Written in the 40s, Lewis' Space Trilogy has little to do with the physical world of outer space as we presently know it. His writing is clearly informed by the scientific knowledge of his day, but for the most part, the physical world(s) he writes about serve his stories, which are obviously allegorical. Suspend your disbelief, Dear Readers. Suspend it in zero gravity.
Out of the Silent Planet (***1/2), the first book in the trilogy, features Lewis finding his voice in the genre, and while his first steps are elementary enough, they are also thought-provoking and worthwhile. While the first two-thirds of the book are standard sci-fi fare, sometime during the last third, Lewis' universe assumes a theological bent that casts life on planet Earth in an entirely different light. At the time of this reading, I also listened to N.T. Wright's lectures on the Veritas Forum. Lewis and Wright pushed outward in my skull, and my inner world expanded as a result. My perception of creativity was permanently altered. People talk about the narrow-mindedness of Christians, which saddens me. The imagination of God is clearly broad enough to include, as film director Kevin Smith put it in the disclaimer at the beginning of the movie Dogma, the platypus, among other things. If Christ is truly the Son of God, Christians should be the most imaginative lot on the planet.

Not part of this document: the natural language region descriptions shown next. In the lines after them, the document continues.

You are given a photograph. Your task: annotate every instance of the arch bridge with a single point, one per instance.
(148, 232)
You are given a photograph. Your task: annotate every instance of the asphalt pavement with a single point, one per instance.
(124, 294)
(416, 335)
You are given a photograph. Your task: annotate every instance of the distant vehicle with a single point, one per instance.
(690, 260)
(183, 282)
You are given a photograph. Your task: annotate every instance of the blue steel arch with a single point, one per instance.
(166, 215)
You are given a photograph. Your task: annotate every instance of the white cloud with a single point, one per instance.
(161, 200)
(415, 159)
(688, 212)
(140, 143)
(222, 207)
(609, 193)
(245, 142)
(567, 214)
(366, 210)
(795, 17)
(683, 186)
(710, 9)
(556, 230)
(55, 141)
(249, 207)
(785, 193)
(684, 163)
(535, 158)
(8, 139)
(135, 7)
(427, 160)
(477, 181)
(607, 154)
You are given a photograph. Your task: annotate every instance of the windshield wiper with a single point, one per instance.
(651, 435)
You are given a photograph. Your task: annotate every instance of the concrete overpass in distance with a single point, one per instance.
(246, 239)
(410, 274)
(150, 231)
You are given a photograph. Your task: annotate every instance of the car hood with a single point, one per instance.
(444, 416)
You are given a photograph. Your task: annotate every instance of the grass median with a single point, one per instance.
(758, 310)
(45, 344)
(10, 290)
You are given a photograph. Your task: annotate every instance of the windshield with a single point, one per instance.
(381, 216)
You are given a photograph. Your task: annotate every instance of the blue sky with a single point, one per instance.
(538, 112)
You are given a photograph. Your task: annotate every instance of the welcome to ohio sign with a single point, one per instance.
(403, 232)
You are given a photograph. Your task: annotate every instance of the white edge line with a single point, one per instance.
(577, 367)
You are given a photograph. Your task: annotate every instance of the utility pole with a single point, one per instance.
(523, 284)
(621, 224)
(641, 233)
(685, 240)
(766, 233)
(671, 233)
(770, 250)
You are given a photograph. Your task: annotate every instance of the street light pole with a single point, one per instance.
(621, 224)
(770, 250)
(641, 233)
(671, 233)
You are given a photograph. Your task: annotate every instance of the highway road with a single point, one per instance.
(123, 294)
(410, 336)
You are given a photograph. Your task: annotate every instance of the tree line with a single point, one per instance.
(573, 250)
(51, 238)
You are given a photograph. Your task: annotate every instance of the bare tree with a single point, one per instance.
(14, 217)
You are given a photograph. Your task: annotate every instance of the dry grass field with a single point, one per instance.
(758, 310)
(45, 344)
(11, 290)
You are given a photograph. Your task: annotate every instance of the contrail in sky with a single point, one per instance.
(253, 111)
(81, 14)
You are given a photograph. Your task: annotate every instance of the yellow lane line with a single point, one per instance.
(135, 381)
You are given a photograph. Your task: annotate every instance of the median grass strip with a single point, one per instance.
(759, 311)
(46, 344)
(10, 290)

Lewis certainly affirms this in the 2nd book in the series, Perelandra (*****). People most often associate Lewis with the Chronicles of Narnia, or with his more overt theologically-minded works like Mere Christianity or The Screwtape Letters. Little did I know, upon embarking into the world of Perelandra, that I was about to read my new favorite C.S. Lewis book, a work so colorful and imaginative and theologically charged that it would win me over completely. Lewis dramatizes theology in such a beautiful way in this book, making the abstract concrete, providing us with a new perspective on the human condition through comparison with the inhabitants of another world. Among other things, he aims to imagine what it would be like if man had never fallen from grace. Lewis works out this theological puzzle with panache in this book, and with remarkably powerful results.

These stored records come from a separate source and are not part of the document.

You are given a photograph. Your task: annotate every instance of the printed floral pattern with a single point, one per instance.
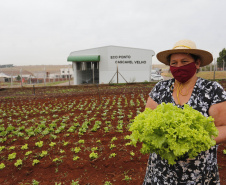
(203, 169)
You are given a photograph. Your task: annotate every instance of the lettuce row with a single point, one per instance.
(172, 132)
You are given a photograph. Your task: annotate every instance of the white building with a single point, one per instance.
(99, 65)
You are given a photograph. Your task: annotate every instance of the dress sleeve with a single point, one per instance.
(154, 94)
(219, 94)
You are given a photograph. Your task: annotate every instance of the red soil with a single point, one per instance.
(121, 169)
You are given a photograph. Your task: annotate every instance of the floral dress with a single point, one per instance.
(202, 170)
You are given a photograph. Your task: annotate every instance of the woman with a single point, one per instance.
(207, 97)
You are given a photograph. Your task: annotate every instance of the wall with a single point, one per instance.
(133, 64)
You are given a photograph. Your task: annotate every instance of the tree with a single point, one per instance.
(221, 58)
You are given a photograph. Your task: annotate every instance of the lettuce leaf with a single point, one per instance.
(172, 132)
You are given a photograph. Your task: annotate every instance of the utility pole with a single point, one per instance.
(214, 68)
(21, 78)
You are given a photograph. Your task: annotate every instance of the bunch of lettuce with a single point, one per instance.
(172, 132)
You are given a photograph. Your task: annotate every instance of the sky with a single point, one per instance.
(45, 32)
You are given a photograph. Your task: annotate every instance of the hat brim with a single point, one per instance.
(205, 56)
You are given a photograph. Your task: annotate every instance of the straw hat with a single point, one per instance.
(188, 47)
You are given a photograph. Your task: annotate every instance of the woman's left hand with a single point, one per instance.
(218, 112)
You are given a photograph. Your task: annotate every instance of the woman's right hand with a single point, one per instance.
(151, 104)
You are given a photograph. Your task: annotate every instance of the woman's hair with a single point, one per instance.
(195, 57)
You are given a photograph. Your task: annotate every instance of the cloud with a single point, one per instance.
(45, 32)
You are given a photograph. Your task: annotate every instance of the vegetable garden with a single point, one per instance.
(74, 135)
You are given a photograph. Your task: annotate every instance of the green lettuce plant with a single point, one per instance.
(172, 132)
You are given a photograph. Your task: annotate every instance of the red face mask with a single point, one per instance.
(183, 73)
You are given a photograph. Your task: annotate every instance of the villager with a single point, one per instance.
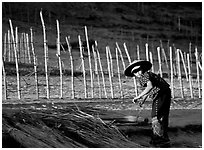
(156, 89)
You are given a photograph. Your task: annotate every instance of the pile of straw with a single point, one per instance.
(59, 128)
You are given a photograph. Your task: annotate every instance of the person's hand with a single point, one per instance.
(141, 103)
(135, 99)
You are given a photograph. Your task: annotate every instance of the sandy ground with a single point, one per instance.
(185, 127)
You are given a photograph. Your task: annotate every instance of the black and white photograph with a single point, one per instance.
(101, 74)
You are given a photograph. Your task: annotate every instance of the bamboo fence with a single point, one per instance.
(24, 52)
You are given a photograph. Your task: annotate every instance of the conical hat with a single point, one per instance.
(142, 65)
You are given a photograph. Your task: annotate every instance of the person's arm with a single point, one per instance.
(145, 92)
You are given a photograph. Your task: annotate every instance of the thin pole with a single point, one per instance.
(5, 82)
(9, 46)
(25, 48)
(138, 52)
(190, 45)
(46, 55)
(109, 72)
(147, 52)
(159, 59)
(184, 65)
(59, 59)
(5, 47)
(111, 62)
(28, 48)
(190, 76)
(118, 68)
(72, 67)
(165, 58)
(96, 70)
(34, 63)
(101, 70)
(151, 60)
(90, 66)
(121, 55)
(21, 58)
(179, 74)
(198, 72)
(134, 79)
(83, 68)
(172, 73)
(17, 45)
(16, 60)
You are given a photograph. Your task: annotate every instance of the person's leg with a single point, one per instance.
(160, 118)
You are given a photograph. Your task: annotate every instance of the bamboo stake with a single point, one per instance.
(16, 60)
(90, 66)
(111, 61)
(12, 48)
(190, 55)
(179, 75)
(101, 70)
(138, 52)
(9, 46)
(4, 57)
(184, 65)
(59, 60)
(28, 48)
(129, 59)
(96, 70)
(190, 76)
(83, 68)
(151, 60)
(119, 79)
(109, 72)
(17, 45)
(165, 58)
(72, 67)
(25, 48)
(147, 52)
(121, 55)
(21, 58)
(46, 55)
(172, 74)
(159, 59)
(34, 63)
(4, 80)
(198, 72)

The third and final installment in the trilogy, That Hideous Strength (****1/2), was a more than worthy conclusion to the series. It seamlessly integrates Lewis' love of myth with his experiences in the academy, resulting in a work that is highly cerebral, complex, and surreal. Structurally, it features Lewis at his most ambitious. He adeptly juggles parallel narratives, populates his world with a whole world of memorable characters, and finally interweaves elements of the first two books even as this book feels distinctly unlike them. Honestly, it is difficult for me to decide whether I like this or Perelandra better, but I think I like Perelandra better from a conceptual standpoint. They both stand tall in Lewis' oeuvre.
After reading these three books from January to March, I found myself appreciating sci-fi as a genre in a way I never had before. I cut my teeth on the Star Wars trilogy and grew up watching Star Trek: The Next Generation with my Dad, but I only saw them as stories set in space rather than intergalactic parables that had the ability to speak about life here on Earth. Not all works of science-fiction function this way, but Lewis' Space Trilogy certain does. Lewis travels into the black abyss of outer space only to turn his telescope back on us so we can see ourselves from a God's-eye view.